In a large mixing bowl, whisk together the flour, salt, instant yeast, rosemary, and minced garlic until evenly combined.
Add the Wet Ingredients:
Pour the warm water into the dry ingredients and stir with a wooden spoon until the dough comes together. The dough will be sticky, which is perfectly fine. If you’re using olive oil, add it at this stage and stir to incorporate.
Let the Dough Rise:
Cover the bowl with a clean kitchen towel or plastic wrap. Leave the dough to rise at room temperature for 12-18 hours, or overnight. The dough will double in size and develop bubbles on the surface.
Shape the Dough:
Once the dough has risen, turn it out onto a well-floured surface. Gently shape it into a round loaf by folding the edges toward the center and then rolling it into a ball.
Second Rise:
Place the dough onto a parchment-lined baking sheet or into a greased Dutch oven. Cover it with a towel and let it rise for an additional 30-60 minutes.
Preheat the Oven:
While the dough is undergoing its second rise, preheat the oven to 450°F (230°C). If using a Dutch oven, place it inside the oven while preheating to ensure it is hot when the dough is placed inside.
Bake the Bread:
If baking on a sheet, drizzle some olive oil over the top of the dough and sprinkle with coarse sea salt for extra flavor.
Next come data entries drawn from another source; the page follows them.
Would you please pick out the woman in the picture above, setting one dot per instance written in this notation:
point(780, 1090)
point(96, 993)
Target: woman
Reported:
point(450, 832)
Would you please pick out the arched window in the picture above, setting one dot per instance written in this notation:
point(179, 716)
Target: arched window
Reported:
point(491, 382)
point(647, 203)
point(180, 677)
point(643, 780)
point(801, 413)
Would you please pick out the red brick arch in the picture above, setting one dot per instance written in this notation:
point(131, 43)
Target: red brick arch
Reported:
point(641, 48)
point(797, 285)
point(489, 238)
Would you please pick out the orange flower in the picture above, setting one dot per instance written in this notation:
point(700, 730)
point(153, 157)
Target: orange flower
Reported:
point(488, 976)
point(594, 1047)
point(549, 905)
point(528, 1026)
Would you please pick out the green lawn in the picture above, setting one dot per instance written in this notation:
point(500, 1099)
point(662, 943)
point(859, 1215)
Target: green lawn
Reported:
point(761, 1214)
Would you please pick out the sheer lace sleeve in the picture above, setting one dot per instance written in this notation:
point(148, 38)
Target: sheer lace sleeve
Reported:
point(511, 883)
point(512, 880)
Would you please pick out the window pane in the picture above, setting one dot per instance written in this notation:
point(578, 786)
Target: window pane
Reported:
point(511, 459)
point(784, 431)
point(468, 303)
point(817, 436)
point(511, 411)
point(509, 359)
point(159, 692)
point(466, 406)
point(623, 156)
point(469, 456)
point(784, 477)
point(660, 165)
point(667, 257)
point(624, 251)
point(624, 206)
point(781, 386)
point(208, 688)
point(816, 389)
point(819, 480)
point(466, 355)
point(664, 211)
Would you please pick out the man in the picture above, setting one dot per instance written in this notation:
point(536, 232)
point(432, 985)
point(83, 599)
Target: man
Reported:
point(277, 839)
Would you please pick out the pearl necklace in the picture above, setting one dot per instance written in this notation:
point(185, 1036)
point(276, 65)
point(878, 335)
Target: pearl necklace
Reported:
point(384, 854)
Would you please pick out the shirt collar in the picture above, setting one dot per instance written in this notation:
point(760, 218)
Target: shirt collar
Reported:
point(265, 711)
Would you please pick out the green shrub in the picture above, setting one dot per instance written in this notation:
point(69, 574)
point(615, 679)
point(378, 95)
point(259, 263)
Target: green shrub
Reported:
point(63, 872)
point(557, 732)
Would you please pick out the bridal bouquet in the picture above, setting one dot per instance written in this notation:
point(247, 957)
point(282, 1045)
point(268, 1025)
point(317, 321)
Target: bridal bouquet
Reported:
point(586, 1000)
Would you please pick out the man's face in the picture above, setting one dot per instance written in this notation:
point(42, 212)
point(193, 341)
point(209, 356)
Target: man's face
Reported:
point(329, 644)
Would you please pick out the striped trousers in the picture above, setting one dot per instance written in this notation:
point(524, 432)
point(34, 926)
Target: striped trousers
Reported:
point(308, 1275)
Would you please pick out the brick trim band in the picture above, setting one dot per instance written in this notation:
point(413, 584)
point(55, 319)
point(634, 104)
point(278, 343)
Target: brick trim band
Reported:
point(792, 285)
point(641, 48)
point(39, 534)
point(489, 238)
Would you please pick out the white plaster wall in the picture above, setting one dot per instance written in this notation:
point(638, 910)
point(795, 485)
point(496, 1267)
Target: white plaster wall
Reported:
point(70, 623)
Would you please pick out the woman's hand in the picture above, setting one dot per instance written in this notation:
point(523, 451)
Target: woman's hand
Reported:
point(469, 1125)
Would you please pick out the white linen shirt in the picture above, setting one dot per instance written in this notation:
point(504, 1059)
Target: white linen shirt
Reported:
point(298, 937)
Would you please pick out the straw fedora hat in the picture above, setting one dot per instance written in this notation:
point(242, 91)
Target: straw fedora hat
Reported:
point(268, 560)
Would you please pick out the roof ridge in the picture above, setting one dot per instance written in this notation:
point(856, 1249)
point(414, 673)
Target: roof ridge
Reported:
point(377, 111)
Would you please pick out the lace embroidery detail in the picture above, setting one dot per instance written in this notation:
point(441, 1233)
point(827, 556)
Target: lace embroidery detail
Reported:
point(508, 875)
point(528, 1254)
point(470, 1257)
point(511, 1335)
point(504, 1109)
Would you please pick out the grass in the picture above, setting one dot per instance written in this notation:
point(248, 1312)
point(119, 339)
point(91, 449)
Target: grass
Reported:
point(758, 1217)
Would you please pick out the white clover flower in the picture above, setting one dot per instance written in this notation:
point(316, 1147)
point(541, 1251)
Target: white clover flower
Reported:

Bake the bread for 30-35 minutes, or until the loaf is golden brown and sounds hollow when tapped on the bottom.
If using a Dutch oven, bake covered for 20 minutes, then uncover and bake for an additional 10-15 minutes to develop a crisp, golden crust.
Cool and Serve:
Let the bread cool on a wire rack for at least 15 minutes before slicing. This allows the steam to settle and ensures clean slices.